Congress attempted to establish warning labels on packaging, but Big Tobacco fought back, getting key Congressmen to agree that the wording of the proposed labeling was too harsh. In 1965, Congress passed a modified version of their original warning label with the Federal Cigarette Advertising Act. This was followed by more restrictive wording in advertising and packaging with the Public Health Cigarette Smoking Act of 1969, which also banned cigarette advertising on television and radio.

Mister Boomer’s mother, and most of the mothers of his friends, smoked while pregnant. “It hasn’t hurt me yet,” was the phrase his mom often spoke when, in later years, Mister B and his siblings tried to get her to quit. Boomer mothers could be heard from coast to coast saying how they smoked (and drank, but that is a story for another time) while they were pregnant, and we boomers turned out OK. We were living proof that nothing bad happened. They were addicted, but times were changing and attitudes with them.

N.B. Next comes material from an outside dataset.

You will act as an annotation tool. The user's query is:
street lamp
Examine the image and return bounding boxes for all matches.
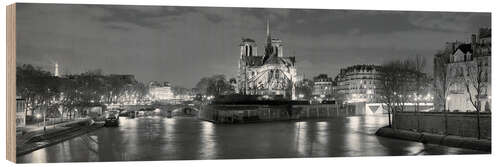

In 1973 Congress passed the most restrictive labeling to that date, requiring wording on each pack that said cigarettes contain “toxic substances.” Congress would continue to modify labeling into the 1980s and beyond.

As he has stated before, Mister Boomer always hated smoking (read: Boomers First Accepted Smoking, Then They Rejected It). Maybe his exposure to the toxic substances in the womb turned him away from the habit throughout his life, but his brother and sister were also crusaders in their fight to get their parents to quit. They finally did in the 1980s, when Brother Boomer had his first child, followed by another. The grandparents were not allowed to smoke in his house or near the grandkids. After a couple of years of smoking outside, they relented and gave it up.

Did your mother smoke while she was pregnant with you, boomers?